I wish I could say I was thrilled and excited.  For whatever reason, this time, I’m not.  The quest stuff really is cool.  The new zones are lovely and well-crafted, and the redone old zones simply sparkle from polish.

But meh.  Don’t care right now.

Not that I give a rat’s left butt cheek for any other MMOs at the moment.  Final Fantasy XIV looked pretty, but simply couldn’t arouse my interest like Civ V.  I’ve played more Magic: the Gathering and League of Legends i nthe past 2 months than I’ve touched WoW.  In fact, I think I’ve actually played more DS than WoW.

I simply can’t rally any major interest in TOR.  I’m not a Bioware fanboi, certainly not since they left me so crushingly disappointed with Dragon Age (Obsidian captured the spirit of NWN far better than Bioware, IMHO).  As far as I can tell, TOR is a replica of WoW gameplay, with dialog trees and VO grafted on top.  I’m just not thrilled.
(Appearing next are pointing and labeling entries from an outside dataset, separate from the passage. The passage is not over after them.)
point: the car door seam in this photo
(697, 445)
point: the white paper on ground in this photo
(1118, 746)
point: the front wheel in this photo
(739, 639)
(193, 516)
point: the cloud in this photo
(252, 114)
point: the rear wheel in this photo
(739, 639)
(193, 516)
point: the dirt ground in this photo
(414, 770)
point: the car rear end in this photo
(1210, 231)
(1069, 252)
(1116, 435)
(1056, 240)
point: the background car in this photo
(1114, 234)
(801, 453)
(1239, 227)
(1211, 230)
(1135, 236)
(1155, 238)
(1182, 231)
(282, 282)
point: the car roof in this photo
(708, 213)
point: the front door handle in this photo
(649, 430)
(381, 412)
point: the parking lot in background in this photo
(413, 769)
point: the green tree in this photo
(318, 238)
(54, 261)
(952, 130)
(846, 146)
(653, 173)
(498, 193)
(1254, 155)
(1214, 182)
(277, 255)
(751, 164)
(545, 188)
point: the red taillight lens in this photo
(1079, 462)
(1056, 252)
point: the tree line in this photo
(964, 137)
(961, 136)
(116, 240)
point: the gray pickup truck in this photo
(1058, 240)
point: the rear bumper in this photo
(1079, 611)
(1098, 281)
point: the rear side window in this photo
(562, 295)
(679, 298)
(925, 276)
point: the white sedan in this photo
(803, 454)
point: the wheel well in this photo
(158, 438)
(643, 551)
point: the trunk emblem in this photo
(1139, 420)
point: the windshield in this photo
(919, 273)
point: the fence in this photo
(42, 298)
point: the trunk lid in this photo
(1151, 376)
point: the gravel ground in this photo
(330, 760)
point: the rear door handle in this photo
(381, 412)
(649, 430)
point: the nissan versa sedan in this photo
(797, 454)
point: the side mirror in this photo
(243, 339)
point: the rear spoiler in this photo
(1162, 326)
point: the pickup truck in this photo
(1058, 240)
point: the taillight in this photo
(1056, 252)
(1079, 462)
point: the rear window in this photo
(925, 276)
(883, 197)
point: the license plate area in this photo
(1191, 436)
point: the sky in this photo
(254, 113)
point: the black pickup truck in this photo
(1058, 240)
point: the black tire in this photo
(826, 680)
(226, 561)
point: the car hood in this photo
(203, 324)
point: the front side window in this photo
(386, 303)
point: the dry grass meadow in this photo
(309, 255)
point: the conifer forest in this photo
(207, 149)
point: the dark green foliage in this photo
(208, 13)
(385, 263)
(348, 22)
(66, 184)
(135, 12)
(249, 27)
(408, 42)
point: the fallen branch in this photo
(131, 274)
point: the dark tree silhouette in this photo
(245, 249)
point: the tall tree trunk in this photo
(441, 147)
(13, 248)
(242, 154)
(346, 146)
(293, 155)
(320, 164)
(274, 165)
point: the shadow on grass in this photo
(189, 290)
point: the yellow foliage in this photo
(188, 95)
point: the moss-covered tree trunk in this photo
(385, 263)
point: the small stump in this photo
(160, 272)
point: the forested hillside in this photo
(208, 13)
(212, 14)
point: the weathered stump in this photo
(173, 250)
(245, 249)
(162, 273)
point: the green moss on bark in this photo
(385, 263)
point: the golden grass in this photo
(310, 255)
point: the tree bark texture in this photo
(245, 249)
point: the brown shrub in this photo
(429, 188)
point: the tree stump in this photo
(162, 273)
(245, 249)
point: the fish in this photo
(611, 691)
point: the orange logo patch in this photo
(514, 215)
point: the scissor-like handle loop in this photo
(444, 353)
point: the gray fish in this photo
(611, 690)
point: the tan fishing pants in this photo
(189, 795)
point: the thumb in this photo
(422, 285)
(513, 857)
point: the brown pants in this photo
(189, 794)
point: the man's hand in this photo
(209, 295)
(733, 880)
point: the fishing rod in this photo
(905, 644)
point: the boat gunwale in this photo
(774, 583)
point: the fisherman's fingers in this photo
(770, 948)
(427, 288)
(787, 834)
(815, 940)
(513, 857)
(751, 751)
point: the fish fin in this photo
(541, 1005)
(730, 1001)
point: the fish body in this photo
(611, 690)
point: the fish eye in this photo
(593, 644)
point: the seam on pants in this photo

Ah well, a new Magic expansion hit, and LoL keeps pouring out new champs, so I think I’ll be kept busy.  If any of you care about Magic, what would you suggest for an Infect deck, adhering to the current Standard (so Zendikar block, M11, and SoM)?  Right now, the number of Infect critters is pretty slim.  They’re all relatively weak (except the dragon) and expensive, which means you have to know their going to have the blockers to halt you.  From what I can tell, it behooves you to come up with as many ways to sneak creature damage past their defenders as you can.  Suggestions?  I already have some sneaky combos planned, but I’m open to ideas.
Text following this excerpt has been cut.